I think you dropped out to search for a NEW American Dream. Do you agree?
I agree, but bringing about a more democratic society begins at the level of what you can actually affect. The WELL was grown as a very democratic online society where the customers took part in designing the system both technically and ethically. Even the millionaire who now owns the WELL must put up with public debate about his every move in trying to turn the WELL into a large network of regional systems with a graphical interface. The culture of the WELL is one of the things I am most proud of having been involved with.
I think your comments about the Farm suggest to me that your disillusionment over the American Dream is really a recognition that it isn't the American Dream, at all. It's some kind of cruel parody of what it was like originally, and "we've just got to get ourselves back to the garden" (as Joni Mitchell said). The calls for revolution then were close to the rationale for rebellion that Jefferson wrote into the Declaration of Independance. I'll bet the Farm's original principles looked a whole lot like the principles our founding fathers ascribed to. Am I wrong? Were we then (or are we now) just trying to grab hold of the _original_ American Dream?

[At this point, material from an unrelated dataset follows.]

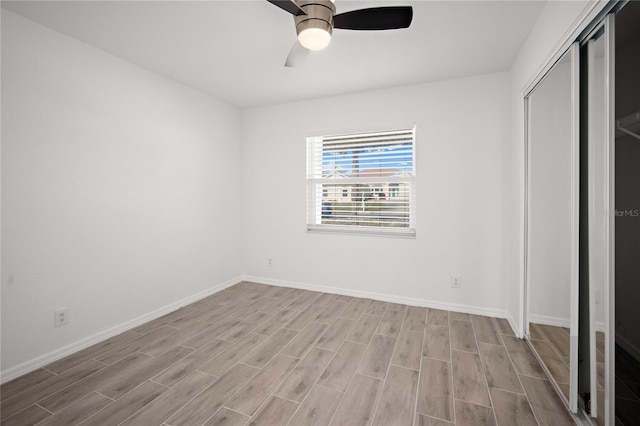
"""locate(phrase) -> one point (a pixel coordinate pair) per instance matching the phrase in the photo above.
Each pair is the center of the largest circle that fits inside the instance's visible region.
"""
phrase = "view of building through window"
(363, 180)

The Farm's principles were based on Zen teachings, teachings of Jesus, Buddha, Mohammed, Hermes, and every wise person who uttered the true lessons of life and living down through the ages. We didn't have a charter or a written code of rules. We had what we called Agreements that we discovered through comparing what had been observed and agreed on by all the world's major religions as being the real guidelines for humans living together. Boiled down, they amounted to the Golden Rule. It was amazing to us how far human systems of government had strayed from this simple rule and how thoroughly compromised politics as usual had become.
You have been searching for a new American Dream since everything got unstuck during Vietnam. This is a good time for upbeat parting thoughts. What kind of new American Dream do you envision? What kind of values do you think will (or should) be important to 21st century America? Do you even envision an America in the 21st century?

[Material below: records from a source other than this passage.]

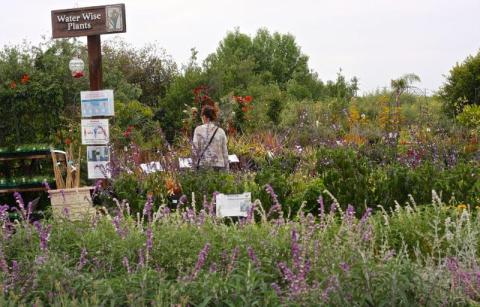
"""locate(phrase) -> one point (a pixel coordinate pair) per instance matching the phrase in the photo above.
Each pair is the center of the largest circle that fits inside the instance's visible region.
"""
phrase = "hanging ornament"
(76, 66)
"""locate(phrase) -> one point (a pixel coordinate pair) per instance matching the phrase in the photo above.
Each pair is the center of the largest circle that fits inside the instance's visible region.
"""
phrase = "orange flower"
(25, 79)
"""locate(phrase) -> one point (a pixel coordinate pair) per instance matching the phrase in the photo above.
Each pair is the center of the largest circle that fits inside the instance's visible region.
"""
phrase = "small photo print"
(98, 154)
(114, 18)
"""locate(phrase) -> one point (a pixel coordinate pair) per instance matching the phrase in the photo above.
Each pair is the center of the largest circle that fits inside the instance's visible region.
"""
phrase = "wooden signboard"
(88, 21)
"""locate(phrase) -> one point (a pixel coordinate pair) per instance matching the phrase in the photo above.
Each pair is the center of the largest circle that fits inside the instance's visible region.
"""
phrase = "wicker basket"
(74, 204)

The American political machine is even further alienated from the public than it was in the Sixties. There is far more skepticism now than there was then. That's good. But there is now a cynicism in place that I think prevents even sincere and well-meaning politicians from making changes for the better. America has set standards now that it cannot possibly reach for standard of living for all of its people. There is and will increasingly be frustration from the shrinking middle class and from the growing lower class over the inability to improve one's lot in America. There is simply not enough affluence to go around and still the politicians promise that if some simple remedies are put in place, we will all be satisfied. That is bunk. Creativity in lifestyle is the best solution for many of us. We must learn to live with less, cooperate with each other on the grassroots level to a greater degree, communicate and build communities in the real world and in the electronically-networked world. We no longer have the Soviet Boogieman to blame for all our ills. But we must recognize that we are a part of a global system and that we must learn to live in ways that can best be shared with the rest of the world. Striving for the good life in America is a wasteful and destructive path.